MoviePilot/app/core/metainfo.py
2023-12-17 10:59:02 +08:00

167 lines
6.0 KiB
Python

from pathlib import Path
from typing import Tuple
import regex as re
from app.core.config import settings
from app.core.meta import MetaAnime, MetaVideo, MetaBase
from app.core.meta.words import WordsMatcher
from app.schemas.types import MediaType
def MetaInfo(title: str, subtitle: str = None) -> MetaBase:
"""
根据标题和副标题识别元数据
:param title: 标题、种子名、文件名
:param subtitle: 副标题、描述
:return: MetaAnime、MetaVideo
"""
# 原标题
org_title = title
# 预处理标题
title, apply_words = WordsMatcher().prepare(title)
# 获取标题中媒体信息
title, metainfo = find_metainfo(title)
# 判断是否处理文件
if title and Path(title).suffix.lower() in settings.RMT_MEDIAEXT:
isfile = True
else:
isfile = False
# 识别
meta = MetaAnime(title, subtitle, isfile) if is_anime(title) else MetaVideo(title, subtitle, isfile)
# 记录原标题
meta.title = org_title
# 记录使用的识别词
meta.apply_words = apply_words or []
# 修正媒体信息
if metainfo.get('tmdbid'):
meta.tmdbid = metainfo['tmdbid']
if metainfo.get('doubanid'):
meta.tmdbid = metainfo['doubanid']
if metainfo.get('type'):
meta.type = metainfo['type']
if metainfo.get('begin_season'):
meta.begin_season = metainfo['begin_season']
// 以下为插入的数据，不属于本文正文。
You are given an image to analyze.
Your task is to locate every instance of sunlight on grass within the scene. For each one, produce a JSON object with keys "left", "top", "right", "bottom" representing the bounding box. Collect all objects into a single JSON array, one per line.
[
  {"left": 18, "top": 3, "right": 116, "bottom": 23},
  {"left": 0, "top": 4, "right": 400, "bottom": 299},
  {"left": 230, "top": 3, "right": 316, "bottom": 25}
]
if metainfo.get('end_season'):
meta.end_season = metainfo['end_season']
if metainfo.get('total_season'):
meta.total_season = metainfo['total_season']
if metainfo.get('begin_episode'):
meta.begin_episode = metainfo['begin_episode']
if metainfo.get('end_episode'):
meta.end_episode = metainfo['end_episode']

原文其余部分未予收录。